The amount of paperwork involved in bankruptcy can be daunting, and it is so easy to make a mistake. The court in Morris v. Quigley shows us that it is extremely important to report all of your finances correctly in your bankruptcy documents.
Our experienced Los Angeles bankruptcy attorneys know the law and can help your prepare your bankruptcy paperwork the right way.
Morris v. Quigley is a case arising out of a bankruptcy filing in West Virginia. The main issue in question was whether it is reasonable for the debtor to deduct monthly payments in the calculating of disposable income where she will not actually be making the future payments. Disposable income is defined as the amount of income available after taxes are deducted.

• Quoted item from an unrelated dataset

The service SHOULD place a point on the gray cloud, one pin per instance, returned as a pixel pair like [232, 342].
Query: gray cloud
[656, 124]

The facts of this case begin when Debtor filed for Chapter 13 bankruptcy. When deciding to file for bankruptcy in Los Angeles, the decision of what to file under can be very confusing. Chapter 13 is a type of bankruptcy that allows the individual to financially reorganize under the guidance and supervision of a trustee. This is only available to individuals who have regular income and have a certain fixed amount of unsecured and secured debts. Through the bankruptcy process the debtor is responsible for making a plan where the debtor agrees to pay the trustee a portion of their future earnings to be used in paying back their creditors.
A trustee is a bankruptcy court appointed representative responsible for administering to the estate that is involved in the bankruptcy proceeding. The trustee must distribute the future earnings received from the debtor proportionally to the debtor's creditors. Additionally, they are responsible for managing negotiations to ensure the compliance with the law and the bankruptcy court ruling. In this case, the trustee is suing the Debtor for misrepresenting her projected disposable income.
Morris ("Debtor") completed her bankruptcy paperwork and appropriately listed all of her personal property on her Schedule B form. She included her two all-terrain vehicles ("ATVs") and a vehicle she owned with her ex-boyfriend. She consequently listed these three vehicles in her Schedule D, where the debtor is responsible for listing all secured debts. Debtor listed the two ATV's and the vehicle as debts that she would be responsible for making future monthly payments on.
Through an appropriate investigation, the trustee found that the vehicle listed on the Debtor's Schedule B and D was in the possession of the Debtor's ex-boyfriend, and he was making payments on the vehicle. Furthermore, the ATV's Debtor owned were being surrendered as part of her bankruptcy. Because of this surrender, Debtor would not be required to continue payments on them. Therefore, Debtor misrepresented these facts when she indicated that she would be held responsible for making these monthly payments. This substantially lowered Debtor's projected future income that was represented in her bankruptcy filing.
Debtor argued that this was a minor mistake in reporting that would not lead to a "senseless result" yet this court disagreed. Conversely, the Trustee argued that the Debtor did not accurately portray her proposed disposable income.
The main question in this case was whether the projected disposable income must equal the debtor's disposable income or if it is acceptable for this projected disposable income to reflect any changes that will occur. This Fourth Circuit court held that the phrase "projected disposable income" takes into account the past events but allows for future adjustments in Debtor's income or expenses that will affect to the final outcome.
In this case, it was held that the Debtor is required to accurately report all payments she puts on her schedule B. Morris instructs that in the Fourth Circuit, a debtor cannot deduct monthly payments from her projected disposable income where she will not in fact be required to make the payments, regardless how minor the payments may seem.
Although every circuit analyzes and applies the law a little differently, this case shows the problems that can be created in your Los Angeles bankruptcy when you do not have an experienced and knowledgeable bankruptcy attorney fighting for your rights.